None of that makes it a one-way bet. The backlog only becomes cash if KNDS can actually manufacture at pace, and production bottlenecks across two countries are the main operational risk. Having two governments as dominant shareholders cuts both ways: it brings stability, but it also introduces political counterparty risk that a purely listed peer like Rheinmetall does not carry to the same degree. The listing timeline has already wobbled amid negotiations over the German stake. Valuation matters too, since European defense names have cooled from their earlier rally, and at the top of the €20 billion range the margin for error narrows. There are also lingering integration and legal questions, and the former Nexter side in France has lagged the former Krauss-Maffei Wegmann side on orders.

How to get exposure

KNDS is still private, so there is no way to buy shares before the IPO. Once it lists, it will trade on Euronext Paris and on the Frankfurt exchange, which means it will be accessible through most European brokers.

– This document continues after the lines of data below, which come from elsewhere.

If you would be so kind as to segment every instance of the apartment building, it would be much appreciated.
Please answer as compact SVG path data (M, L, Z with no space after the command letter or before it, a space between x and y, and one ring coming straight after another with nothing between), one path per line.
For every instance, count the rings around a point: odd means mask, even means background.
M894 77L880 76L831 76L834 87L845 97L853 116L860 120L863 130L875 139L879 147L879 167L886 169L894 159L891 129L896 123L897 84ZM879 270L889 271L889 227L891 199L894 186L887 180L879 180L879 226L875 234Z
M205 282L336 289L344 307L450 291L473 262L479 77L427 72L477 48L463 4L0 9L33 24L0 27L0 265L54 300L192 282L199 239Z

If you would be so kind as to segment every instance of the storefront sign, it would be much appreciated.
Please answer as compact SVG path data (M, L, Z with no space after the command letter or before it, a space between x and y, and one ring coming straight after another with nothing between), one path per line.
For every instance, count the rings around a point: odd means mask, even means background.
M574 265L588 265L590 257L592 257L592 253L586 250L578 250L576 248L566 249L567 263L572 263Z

Until then, the same rearmament theme can be followed through already-listed peers such as Rheinmetall or through European defense funds, though those are not a substitute for owning KNDS itself.

Bottom line

KNDS is a rare thing: a sovereign-backed, backlog-rich, near pure play on the rearmament of Europe, arriving on the market at the exact moment the continent is spending on defense like it has not in generations. The open questions are price and delivery, not demand. Watch where the final valuation lands and whether the listing holds its timing, and keep KNDS near the top of any European IPO watchlist.

Not investment advice.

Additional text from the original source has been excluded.